Greyback clacked his teeth together a few times and scratched his chin with a dirty finger that had dried blood caked under the nail. "Lucky, then, that you are in a supreme position to do so."

"Just so," Todianus agreed with a little bow in the werewolf's direction. "However..." He paused as Greyback's eyes widened dangerously. "... there is the matter of the account." He bobbed and puffed apologetically. "I am experiencing difficulties in securing certain items due to... cash flow issues."

"Spare me the jeremiad, Toadianus," Greyback snarled. "I recall your brother whining about such trivial issues a few too many times for my liking. If you want to get paid, speak to the Ministry boy about opening his purse. He's pretty quick to do so when he wants to go whoring."

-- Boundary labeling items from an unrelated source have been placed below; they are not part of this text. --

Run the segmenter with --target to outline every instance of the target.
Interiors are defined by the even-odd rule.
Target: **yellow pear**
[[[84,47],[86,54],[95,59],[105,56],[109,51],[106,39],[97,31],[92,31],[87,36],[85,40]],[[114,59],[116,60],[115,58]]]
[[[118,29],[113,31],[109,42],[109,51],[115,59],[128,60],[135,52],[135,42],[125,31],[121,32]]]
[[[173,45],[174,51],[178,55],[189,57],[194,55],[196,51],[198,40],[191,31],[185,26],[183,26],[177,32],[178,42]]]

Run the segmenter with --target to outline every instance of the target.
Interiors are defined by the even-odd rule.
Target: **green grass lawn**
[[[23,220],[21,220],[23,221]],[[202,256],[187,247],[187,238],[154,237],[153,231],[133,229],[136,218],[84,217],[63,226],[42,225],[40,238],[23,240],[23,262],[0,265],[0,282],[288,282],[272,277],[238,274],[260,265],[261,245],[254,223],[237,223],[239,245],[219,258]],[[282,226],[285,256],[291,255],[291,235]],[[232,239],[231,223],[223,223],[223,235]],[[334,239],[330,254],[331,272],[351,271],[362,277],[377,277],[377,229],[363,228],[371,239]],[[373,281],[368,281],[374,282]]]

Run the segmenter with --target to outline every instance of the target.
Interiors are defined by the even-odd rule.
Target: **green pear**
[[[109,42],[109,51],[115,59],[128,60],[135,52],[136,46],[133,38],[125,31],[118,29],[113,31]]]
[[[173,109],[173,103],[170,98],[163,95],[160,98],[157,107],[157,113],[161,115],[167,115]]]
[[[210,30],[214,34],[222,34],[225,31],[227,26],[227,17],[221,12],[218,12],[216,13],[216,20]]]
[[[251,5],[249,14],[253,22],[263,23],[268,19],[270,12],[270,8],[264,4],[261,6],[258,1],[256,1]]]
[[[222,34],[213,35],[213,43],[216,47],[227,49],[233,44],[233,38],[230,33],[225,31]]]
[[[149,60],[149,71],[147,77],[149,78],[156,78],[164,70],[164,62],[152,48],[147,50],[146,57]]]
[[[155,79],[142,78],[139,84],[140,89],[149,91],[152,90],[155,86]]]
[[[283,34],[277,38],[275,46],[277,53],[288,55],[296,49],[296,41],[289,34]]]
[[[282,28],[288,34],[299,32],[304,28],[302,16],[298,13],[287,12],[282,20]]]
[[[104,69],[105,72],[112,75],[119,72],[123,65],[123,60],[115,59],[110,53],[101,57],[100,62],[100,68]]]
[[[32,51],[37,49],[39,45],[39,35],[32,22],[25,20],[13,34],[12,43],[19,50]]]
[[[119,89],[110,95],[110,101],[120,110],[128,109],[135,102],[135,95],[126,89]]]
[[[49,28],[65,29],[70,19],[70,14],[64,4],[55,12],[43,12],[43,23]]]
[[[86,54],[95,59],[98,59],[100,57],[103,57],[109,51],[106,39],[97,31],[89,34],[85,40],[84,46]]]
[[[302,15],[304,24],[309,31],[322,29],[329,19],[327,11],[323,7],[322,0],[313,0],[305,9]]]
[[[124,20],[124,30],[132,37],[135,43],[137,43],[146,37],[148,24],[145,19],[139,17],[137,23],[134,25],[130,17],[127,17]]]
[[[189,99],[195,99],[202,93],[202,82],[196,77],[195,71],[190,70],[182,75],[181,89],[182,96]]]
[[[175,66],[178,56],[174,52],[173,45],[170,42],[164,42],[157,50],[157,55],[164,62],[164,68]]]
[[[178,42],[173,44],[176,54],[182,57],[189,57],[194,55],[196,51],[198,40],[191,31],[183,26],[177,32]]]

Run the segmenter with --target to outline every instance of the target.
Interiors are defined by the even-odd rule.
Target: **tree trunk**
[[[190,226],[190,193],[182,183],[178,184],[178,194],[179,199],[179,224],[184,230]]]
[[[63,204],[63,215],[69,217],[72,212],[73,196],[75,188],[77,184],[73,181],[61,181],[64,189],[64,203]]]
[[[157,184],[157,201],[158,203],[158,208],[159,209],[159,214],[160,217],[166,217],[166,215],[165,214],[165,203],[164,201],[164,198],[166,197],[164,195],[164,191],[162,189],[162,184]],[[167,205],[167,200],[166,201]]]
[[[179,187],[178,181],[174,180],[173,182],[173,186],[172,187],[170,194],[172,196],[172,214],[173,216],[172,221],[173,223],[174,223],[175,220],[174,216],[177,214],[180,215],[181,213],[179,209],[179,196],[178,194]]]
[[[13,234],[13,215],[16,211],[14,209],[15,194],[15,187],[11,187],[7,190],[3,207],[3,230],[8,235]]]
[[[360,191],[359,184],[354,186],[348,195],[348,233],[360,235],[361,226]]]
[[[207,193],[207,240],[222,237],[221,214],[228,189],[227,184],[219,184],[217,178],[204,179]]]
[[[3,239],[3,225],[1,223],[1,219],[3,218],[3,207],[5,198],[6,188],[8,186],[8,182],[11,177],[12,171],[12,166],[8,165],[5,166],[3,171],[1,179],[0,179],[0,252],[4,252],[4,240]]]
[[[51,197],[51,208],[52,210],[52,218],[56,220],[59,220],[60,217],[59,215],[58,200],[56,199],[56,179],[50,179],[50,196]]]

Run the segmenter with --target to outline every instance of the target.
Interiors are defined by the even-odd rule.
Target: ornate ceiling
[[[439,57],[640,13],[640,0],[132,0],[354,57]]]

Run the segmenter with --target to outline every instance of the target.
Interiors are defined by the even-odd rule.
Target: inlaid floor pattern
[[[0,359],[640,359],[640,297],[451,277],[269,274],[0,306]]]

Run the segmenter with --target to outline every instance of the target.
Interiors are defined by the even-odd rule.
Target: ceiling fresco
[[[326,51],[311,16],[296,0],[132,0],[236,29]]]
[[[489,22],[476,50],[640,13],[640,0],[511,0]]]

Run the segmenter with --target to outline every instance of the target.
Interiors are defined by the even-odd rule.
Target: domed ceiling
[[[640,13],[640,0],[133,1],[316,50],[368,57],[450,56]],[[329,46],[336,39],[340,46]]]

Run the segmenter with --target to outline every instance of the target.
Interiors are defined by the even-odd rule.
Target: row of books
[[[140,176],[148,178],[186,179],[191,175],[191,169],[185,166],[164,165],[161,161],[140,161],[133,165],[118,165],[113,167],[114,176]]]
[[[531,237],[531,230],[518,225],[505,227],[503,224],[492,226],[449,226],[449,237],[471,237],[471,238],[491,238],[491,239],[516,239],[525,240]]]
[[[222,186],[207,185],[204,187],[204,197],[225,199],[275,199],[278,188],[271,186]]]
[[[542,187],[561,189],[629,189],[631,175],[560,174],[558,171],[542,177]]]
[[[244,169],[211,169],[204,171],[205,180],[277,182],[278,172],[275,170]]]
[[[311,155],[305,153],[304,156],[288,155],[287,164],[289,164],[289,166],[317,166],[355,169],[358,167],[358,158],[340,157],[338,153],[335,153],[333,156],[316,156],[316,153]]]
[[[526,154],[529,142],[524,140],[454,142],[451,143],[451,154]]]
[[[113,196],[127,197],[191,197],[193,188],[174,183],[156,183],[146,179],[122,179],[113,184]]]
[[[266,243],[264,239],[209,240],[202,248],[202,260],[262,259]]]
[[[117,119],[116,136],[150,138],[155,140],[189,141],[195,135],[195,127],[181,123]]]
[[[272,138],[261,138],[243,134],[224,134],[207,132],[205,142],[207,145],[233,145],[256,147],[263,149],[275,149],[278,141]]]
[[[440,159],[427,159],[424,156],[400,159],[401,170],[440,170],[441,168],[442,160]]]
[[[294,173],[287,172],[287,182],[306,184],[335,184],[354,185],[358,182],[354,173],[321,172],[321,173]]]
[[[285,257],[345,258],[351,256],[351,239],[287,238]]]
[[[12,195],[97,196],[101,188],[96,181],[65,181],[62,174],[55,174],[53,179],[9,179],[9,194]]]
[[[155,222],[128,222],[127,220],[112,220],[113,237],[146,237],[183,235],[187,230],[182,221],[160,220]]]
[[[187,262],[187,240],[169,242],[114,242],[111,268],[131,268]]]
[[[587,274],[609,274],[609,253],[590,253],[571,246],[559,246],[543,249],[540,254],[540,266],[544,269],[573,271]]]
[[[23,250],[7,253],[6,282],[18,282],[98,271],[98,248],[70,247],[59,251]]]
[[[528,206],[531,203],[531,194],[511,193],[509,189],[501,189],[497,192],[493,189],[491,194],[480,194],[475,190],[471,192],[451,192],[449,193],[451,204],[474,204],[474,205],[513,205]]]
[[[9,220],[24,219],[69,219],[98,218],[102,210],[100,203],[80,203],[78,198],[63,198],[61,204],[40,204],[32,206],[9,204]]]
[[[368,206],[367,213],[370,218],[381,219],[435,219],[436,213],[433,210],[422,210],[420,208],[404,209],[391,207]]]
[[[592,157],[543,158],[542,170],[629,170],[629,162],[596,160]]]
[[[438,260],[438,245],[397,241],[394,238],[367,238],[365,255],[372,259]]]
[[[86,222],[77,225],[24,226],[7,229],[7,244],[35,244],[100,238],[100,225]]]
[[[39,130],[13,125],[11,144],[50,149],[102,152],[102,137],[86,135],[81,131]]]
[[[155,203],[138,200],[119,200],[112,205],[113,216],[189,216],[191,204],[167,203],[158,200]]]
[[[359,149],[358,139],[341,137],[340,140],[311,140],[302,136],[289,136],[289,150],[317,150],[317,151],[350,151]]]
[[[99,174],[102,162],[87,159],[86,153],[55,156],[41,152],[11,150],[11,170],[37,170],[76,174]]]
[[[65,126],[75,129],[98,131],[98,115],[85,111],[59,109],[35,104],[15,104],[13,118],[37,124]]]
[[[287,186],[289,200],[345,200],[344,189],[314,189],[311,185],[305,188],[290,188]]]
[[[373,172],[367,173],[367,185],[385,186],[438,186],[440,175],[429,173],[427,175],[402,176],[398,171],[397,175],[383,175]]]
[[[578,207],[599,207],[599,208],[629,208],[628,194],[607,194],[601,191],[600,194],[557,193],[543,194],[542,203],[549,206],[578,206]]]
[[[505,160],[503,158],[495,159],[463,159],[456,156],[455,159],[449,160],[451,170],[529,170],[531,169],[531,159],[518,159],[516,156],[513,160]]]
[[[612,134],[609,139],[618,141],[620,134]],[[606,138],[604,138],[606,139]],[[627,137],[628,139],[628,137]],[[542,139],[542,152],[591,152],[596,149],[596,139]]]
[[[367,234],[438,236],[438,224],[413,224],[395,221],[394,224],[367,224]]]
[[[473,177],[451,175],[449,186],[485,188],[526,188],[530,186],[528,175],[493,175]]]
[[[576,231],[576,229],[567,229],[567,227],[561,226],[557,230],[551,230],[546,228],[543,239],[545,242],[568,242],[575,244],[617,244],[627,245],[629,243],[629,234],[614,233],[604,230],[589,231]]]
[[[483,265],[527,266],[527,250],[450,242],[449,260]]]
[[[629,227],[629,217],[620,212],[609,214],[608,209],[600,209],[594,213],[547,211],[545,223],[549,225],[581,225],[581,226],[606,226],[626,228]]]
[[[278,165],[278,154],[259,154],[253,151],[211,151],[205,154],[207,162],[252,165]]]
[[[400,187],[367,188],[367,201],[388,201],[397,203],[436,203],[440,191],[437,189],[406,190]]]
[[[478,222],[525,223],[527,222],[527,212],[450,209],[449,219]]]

Macnair felt the blood rush to his face in anger like a flower blooming. "How dare you--"

"That's not the only thing I'll dare!" Greyback shouted, surging out of his chair. "Until you can prove to me you are making a concerted effort in making this plan work, I will see to it that every whore you fuck turns up dead with your stink still on her!" He leered at Macnair. "I can't imagine you being able to escape from that unscathed."

"Unlike some, I can control my urges when it's required, Greyback," Macnair retorted hoarsely through gritted teeth.

The werewolf bared his splintered teeth. "We shall see. Now get out and take the fat man with you."